1. A method for classifying content, the method comprising the steps of:
identifying a particular program in order to determine a genre or category for the program;
creating a list of words associated with the program;
accessing a database comprising stored words and their associated genres or categories for each word; and
determining the genre or category for the program based on a comparison of the list of words with the stored words and their associated genres or categories.
2. The method of claim 1 wherein the database comprises stored words from multiple programs and their associated genres.
3. The method of claim 1 wherein the step of creating the list of words associated with the program comprises the step of identifying the words from metadata associated with the program.
4. The method of claim 1 wherein the step of creating the list of words associated with the program comprises the step of identifying the words directly from the content of the program.
5. The method of claim 1 further comprising the steps of:
determining a gross genre of the program from metadata; and
appending the list of words associated with the program and the gross genre to the database.
6. The method of claim 1 wherein the particular program comprises a television show, a video, internet content, an electronic document, or any content for which there exists metadata or a natural language representation of the content.
7. The method of claim 1 wherein the step of determining the genre or category for the program comprises the steps of:
determining words from the list of words that are most representative of the program;
determining the genre from the words that are most representative of the program.
8. The method of claim 1 wherein the step of determining the genre comprises the step of combining genre names together to form a single genre.

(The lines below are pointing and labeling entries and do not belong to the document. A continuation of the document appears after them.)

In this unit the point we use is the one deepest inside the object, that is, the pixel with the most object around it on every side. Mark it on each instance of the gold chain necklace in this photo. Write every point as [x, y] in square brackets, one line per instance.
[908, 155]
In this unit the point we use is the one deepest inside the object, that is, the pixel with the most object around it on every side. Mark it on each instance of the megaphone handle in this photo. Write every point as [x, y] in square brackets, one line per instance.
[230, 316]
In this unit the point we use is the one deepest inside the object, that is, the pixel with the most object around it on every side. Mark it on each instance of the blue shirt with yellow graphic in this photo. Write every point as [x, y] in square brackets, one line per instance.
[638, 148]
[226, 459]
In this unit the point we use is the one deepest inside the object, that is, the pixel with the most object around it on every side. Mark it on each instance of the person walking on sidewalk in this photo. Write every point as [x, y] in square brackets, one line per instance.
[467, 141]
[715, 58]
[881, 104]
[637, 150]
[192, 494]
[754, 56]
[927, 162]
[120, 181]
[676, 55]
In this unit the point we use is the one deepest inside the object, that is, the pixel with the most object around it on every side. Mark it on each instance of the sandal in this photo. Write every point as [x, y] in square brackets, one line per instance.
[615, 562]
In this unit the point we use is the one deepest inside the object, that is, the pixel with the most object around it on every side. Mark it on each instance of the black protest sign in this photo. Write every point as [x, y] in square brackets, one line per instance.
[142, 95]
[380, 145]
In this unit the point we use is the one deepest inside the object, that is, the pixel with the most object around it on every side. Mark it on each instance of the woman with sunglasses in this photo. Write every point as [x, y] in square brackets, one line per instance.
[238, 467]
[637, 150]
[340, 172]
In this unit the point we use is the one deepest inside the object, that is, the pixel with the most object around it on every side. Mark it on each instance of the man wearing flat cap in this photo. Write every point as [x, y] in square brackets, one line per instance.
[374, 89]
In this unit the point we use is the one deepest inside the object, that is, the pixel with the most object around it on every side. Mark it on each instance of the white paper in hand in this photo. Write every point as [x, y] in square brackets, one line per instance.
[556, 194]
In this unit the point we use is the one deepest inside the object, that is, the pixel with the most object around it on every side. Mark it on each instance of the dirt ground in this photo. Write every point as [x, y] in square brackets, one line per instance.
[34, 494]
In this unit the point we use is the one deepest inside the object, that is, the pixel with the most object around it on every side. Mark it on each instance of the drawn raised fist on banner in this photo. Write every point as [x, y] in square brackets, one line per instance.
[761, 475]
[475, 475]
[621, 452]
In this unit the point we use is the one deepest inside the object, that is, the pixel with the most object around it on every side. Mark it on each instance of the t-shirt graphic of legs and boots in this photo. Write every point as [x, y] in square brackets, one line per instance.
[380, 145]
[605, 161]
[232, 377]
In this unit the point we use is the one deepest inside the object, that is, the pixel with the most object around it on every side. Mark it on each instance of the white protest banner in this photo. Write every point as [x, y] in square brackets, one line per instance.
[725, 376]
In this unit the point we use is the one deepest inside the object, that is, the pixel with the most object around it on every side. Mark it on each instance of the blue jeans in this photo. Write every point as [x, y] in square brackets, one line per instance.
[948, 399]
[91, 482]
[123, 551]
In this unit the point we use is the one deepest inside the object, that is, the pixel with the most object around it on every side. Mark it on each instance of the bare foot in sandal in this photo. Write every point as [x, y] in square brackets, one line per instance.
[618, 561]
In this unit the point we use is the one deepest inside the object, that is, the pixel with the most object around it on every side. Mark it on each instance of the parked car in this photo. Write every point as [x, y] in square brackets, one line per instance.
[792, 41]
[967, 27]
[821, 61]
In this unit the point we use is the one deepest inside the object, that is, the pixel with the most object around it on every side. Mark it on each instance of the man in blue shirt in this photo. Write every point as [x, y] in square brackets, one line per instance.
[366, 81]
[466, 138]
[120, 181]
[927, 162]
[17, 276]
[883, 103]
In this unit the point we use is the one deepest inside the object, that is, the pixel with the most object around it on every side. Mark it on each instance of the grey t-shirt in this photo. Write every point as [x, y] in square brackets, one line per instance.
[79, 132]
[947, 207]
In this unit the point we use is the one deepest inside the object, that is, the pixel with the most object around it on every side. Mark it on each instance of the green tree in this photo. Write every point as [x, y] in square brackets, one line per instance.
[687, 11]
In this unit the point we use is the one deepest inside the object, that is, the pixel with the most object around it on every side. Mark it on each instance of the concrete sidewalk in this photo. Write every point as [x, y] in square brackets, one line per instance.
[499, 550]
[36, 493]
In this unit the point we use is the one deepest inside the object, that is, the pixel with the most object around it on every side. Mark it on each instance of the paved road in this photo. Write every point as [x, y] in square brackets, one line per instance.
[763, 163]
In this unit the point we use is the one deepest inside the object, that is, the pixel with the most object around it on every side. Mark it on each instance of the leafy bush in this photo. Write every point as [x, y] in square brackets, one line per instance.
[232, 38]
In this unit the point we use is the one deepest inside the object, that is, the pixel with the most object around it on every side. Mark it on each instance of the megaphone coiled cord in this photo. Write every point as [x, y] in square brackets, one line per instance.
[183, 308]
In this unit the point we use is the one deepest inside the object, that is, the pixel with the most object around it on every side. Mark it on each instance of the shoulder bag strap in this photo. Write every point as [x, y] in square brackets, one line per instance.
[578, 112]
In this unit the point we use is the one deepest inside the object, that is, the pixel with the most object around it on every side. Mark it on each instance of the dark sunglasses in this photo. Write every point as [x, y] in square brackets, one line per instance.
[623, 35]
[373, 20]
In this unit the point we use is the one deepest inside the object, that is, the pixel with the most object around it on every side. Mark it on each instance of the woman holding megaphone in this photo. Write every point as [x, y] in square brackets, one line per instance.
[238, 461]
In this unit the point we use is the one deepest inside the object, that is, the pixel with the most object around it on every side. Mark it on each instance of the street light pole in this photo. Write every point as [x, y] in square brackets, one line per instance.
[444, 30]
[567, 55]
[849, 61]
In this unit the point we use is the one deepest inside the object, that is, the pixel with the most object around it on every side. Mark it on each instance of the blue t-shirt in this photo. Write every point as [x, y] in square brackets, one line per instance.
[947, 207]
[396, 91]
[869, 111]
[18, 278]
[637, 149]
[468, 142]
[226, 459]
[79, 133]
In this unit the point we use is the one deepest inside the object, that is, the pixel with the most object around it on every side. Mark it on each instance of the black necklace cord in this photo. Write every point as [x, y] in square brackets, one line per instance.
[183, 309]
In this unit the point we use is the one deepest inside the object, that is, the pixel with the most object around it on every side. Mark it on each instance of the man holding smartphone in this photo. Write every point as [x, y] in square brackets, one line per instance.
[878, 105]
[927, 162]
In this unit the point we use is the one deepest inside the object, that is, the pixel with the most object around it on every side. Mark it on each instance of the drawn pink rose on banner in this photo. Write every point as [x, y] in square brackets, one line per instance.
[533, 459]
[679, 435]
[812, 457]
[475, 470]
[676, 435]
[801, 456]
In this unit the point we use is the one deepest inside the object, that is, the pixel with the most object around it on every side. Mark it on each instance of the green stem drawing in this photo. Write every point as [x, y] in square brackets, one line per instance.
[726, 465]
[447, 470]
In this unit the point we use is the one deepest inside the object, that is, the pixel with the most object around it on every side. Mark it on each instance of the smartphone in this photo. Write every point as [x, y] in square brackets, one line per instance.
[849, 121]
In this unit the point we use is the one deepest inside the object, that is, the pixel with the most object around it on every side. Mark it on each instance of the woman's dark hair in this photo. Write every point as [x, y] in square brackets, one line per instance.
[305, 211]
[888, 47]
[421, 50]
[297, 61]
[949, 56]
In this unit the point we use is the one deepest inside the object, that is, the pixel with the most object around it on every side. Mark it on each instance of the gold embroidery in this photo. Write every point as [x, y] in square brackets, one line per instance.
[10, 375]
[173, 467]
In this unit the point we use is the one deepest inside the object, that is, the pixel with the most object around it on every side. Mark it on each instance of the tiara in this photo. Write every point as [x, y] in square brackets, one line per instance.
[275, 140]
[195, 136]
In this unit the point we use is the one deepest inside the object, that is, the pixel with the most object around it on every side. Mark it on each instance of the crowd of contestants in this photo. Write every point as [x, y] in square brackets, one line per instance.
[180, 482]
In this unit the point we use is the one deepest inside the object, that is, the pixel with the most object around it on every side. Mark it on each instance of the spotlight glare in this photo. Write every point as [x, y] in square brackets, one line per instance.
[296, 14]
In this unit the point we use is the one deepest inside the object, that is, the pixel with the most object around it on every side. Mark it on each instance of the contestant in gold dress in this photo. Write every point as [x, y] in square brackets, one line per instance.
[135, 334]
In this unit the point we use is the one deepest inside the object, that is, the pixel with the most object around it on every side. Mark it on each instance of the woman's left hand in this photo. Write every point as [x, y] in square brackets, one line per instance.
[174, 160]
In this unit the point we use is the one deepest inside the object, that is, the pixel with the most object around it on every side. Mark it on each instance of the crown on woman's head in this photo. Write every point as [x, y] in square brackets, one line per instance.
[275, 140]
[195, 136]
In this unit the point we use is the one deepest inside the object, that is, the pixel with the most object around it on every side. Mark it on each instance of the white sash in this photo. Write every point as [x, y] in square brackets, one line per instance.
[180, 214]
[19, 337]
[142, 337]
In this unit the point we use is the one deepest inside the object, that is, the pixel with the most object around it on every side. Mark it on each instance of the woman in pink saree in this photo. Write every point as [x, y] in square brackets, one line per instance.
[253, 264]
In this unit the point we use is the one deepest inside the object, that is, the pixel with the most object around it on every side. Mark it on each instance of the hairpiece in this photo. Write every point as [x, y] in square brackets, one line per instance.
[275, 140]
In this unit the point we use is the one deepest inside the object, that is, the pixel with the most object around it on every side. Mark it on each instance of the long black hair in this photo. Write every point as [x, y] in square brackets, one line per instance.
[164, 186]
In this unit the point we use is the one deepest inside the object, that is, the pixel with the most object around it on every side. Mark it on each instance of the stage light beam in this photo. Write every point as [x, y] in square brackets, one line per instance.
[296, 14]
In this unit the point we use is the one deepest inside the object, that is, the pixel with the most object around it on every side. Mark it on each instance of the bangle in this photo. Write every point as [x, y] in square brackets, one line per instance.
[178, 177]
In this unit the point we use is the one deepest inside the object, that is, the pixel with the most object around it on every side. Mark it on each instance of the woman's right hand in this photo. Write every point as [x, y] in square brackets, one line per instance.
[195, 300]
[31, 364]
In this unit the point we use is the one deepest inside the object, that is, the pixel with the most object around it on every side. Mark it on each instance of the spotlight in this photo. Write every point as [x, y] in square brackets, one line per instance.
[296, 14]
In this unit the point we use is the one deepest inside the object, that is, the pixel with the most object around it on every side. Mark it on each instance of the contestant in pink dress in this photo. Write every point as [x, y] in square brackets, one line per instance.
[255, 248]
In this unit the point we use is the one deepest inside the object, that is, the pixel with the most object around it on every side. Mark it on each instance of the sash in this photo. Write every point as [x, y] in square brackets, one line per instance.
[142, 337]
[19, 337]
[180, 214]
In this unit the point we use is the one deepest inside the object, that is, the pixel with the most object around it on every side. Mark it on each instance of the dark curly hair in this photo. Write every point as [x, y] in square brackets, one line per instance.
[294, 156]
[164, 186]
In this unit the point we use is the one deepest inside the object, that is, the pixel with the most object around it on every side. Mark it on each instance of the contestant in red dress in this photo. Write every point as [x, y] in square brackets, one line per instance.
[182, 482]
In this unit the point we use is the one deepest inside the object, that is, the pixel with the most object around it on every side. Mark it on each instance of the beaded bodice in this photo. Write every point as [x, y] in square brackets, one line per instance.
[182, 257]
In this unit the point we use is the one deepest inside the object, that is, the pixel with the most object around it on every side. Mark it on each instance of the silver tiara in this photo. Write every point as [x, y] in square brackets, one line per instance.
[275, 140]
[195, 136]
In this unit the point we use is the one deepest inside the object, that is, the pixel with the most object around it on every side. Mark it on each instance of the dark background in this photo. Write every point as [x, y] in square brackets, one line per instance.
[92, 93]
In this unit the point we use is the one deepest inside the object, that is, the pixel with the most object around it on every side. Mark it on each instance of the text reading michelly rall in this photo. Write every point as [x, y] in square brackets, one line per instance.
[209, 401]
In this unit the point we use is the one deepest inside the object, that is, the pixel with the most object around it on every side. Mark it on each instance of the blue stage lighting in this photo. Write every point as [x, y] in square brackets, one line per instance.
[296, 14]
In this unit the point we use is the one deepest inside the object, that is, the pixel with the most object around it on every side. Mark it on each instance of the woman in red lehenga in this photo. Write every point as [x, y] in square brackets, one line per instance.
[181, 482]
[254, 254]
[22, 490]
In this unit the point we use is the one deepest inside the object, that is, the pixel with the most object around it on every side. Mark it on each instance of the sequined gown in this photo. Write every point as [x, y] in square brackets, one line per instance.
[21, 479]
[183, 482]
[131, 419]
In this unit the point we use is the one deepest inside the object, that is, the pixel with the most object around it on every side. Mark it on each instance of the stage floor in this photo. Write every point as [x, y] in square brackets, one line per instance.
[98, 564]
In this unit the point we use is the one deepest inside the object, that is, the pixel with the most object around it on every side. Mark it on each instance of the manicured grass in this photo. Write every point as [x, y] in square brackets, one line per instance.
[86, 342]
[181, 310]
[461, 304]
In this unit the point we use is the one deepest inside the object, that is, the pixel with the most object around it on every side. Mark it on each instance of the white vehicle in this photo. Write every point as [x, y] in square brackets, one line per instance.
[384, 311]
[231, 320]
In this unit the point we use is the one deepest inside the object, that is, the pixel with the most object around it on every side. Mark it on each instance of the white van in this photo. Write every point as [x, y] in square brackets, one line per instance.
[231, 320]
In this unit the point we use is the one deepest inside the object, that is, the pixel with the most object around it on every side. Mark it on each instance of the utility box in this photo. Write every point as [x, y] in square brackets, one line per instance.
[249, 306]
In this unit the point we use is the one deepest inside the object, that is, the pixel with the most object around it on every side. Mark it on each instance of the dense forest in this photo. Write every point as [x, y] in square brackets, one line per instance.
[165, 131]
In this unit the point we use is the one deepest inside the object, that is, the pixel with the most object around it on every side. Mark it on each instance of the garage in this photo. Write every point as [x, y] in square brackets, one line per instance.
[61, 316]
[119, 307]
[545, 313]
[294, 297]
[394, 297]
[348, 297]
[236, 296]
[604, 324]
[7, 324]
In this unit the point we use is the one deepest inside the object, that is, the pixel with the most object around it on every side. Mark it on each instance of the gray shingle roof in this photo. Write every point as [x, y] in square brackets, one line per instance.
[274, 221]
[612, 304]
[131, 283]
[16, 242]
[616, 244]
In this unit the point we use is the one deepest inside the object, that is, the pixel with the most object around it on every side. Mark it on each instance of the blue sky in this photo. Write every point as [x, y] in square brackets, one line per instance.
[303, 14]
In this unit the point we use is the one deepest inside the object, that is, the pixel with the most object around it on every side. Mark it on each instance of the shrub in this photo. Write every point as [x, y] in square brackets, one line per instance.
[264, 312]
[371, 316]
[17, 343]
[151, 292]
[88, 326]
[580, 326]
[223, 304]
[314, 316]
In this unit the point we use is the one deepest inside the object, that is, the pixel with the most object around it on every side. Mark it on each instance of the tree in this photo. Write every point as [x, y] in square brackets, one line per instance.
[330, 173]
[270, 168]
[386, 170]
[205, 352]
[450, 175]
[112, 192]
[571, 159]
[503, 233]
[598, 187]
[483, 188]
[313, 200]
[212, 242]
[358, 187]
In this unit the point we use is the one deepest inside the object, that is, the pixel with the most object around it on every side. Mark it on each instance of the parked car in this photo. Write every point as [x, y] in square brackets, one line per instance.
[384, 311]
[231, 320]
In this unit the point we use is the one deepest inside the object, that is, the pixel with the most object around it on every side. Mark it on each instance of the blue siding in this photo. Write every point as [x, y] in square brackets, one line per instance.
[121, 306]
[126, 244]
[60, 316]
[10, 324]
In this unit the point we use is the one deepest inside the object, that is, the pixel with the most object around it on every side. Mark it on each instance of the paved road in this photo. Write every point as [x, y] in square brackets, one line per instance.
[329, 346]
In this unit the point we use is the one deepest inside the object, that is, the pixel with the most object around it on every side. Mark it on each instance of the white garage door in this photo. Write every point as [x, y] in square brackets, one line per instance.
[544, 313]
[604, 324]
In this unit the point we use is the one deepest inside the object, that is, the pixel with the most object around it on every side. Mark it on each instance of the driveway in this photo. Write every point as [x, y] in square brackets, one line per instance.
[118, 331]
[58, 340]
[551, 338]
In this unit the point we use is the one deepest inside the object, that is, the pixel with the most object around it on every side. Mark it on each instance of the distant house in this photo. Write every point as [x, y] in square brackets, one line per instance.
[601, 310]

9. The method of claim 1 wherein the step of determining the genre or category for the program is additionally based on data obtained from a source outside the database.
10. A method for classifying content, the method comprising the steps of:
creating a database by:
creating a list of words associated with a first program;
determining a genre of the first program;
appending the list of words and their genre to a database;
determining a genre or category for a second program by:
identifying the second program in order to determine a genre or category for the program;
creating a second list of words associated with the second program
determining the genre of the second program by accessing the database and determining genres associated with words from the second list of words.
11. The method of claim 10 wherein the database comprises stored words from multiple programs and their associated genres.
12. The method of claim 10 wherein the step of creating the list of words associated with the programs comprises the step of identifying the words from metadata associated with the programs.
13. The method of claim 10 wherein the step of creating the list of words associated with the programs comprises the step of identifying the words directly from the content of the programs.
14. The method of claim 10 wherein the programs comprise a television show, a video, internet content, an electronic document, or any content for which there exists metadata or a natural language representation of the content.
15. The method of claim 10 wherein the step of determining the genre comprises the steps of:
determining words from the second list of words that are most representative of the program;
determining the genre from the words that are most representative of the program.
16. The method of claim 15 wherein the step of determining the genre comprises the step of combining genre names together to form a single genre.
17. The method of claim 10 further comprising the step of:
outputting the genre of the second program.
18. An apparatus comprising:
a database comprising stored words and their associated genres or categories for each word;
logic circuitry identifying a particular program in order to determine a genre or category for the program, creating a list of words associated with the program, accessing the database, and determining the genre or category for the program based on a comparison of the list of words with the stored words and their associated genres or categories.
19. The apparatus of claim 18 wherein the database comprises stored words from multiple programs and their associated genres.
20. The apparatus of claim 18 wherein the list of words associated with the program is created by identifying the words from metadata associated with the program.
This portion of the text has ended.